I acknowledge that some people have bad experiences and some people (like you) can be extra unlucky, but I wouldn't say that your bad experiences are the standard eBay experience. Logically, if everyone was losing money like that all over the platform nobody would be selling there any more.

hattmall 2 hours ago | parent | prev [-]

I've sold on eBay for over 20 years and millions of dollars. I would like to know more about your experience as a seller where you had disputes handled poorly, especially one that cost you $700?

burnte an hour ago | parent [-]

I'm not the commenter, but about 20 years ago when ebay owned paypal still, I sold 26 iPod nanos in a big sale on ebay. Everyone received theirs except one guy, and the tracking showed the shipper lost it, in that the package just stopped being scanned in the USPS system halfway through. He complained, completely understandable! eBay froze my account, froze the payments for all 26, and I never saw the money ever again.

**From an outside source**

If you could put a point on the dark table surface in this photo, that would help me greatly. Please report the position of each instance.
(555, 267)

They wouldn't let me just refund the one customer. I had to prove the other 25 were delivered, so I did that. Then I had to prove they actually got iPods, so I linked them to the reviewed transactions that showed people were happy with the iPods. So then I had to prove my identity to eBay. They wanted my license, so I did that. Then a utility so I sent my light bill. Then my phone bill. Then my natural gas bill. Then my lease. Then they asked for my passport, which I did not have at that time. Suddenly nothing could be done without the passport, and they'd keep the money for 180 days and then mail me a check. Except then they said they were keeping the money anyway because I didn't provide a passport. Five grand, gone.

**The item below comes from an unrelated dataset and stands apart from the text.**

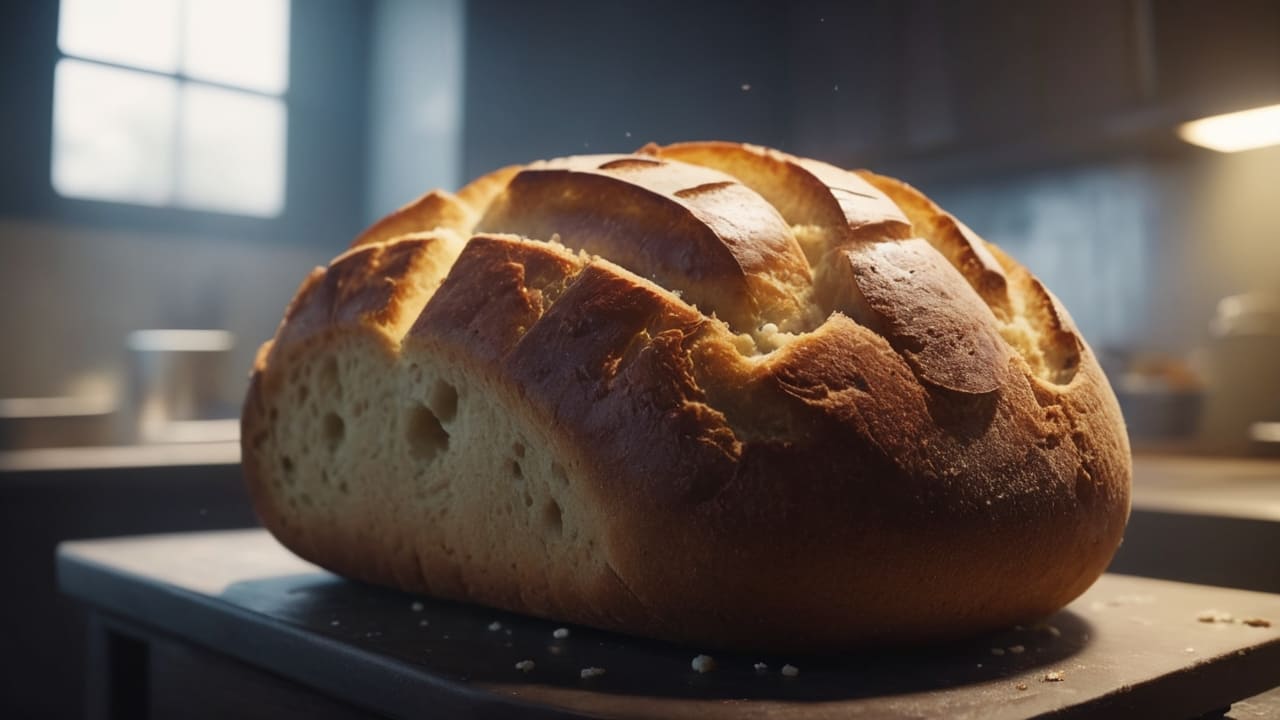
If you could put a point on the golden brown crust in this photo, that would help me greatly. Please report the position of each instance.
(933, 451)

From that day on I'd have multiple eBay accounts at all times, spread things out around them so that when (not if, when) they would freeze an account for a review, I'd just cancel everything, refund whatever purchase was in review, and never use that account again. I learned that the review process is just a delay process to make you think there was progress when you'd already been banned but since you thought there was a chance, you'd keep busy in the no-go queue for however long you interacted with the bot before you gave up rather than calling support.

rschneid 2 hours ago | parent | prev [-]

You're grossly straw-manning a complex situation by reducing this deal to a 'Private Equity style takeover' that 'everyone hates'...

If anyone is interested in learning more here's a great primary source interview with an ebay seller: https://www.youtube.com/watch?v=C1ij2nQymtA

and a retrospective here for those without as time/interest

https://www.youtube.com/watch?v=OyS9Q-LnhPE

I think it's good to let folks reach their own conclusions!

Your post has strong feelings and is light on facts...

Aurornis an hour ago | parent [-]

> If anyone is interested in learning more here's a great primary source interview with an ebay seller: https://www.youtube.com/watch?v=C1ij2nQymtA

This is an interview with the GameStop CEO

Of course he thinks the takeover is a good idea.

I guess the GameStop true believers are out coming out to astroturf this thread?

rschneid an hour ago | parent [-]

Yeah that's what a primary source is: words from a principal architect of the deal, not a vague description using emotionally-charged terms. The interviewer is a professional eBay seller, so I think lots of what's mentioned in the interview is relevant to much of the discussion in this thread.

If you were interested in learning more about the nuance of the situation you might appreciate the information therein, but you're also free to reply to anyone who provides alternate perspectives or additional information with silly labels like 'true believer' instead of addressing the content of their messages!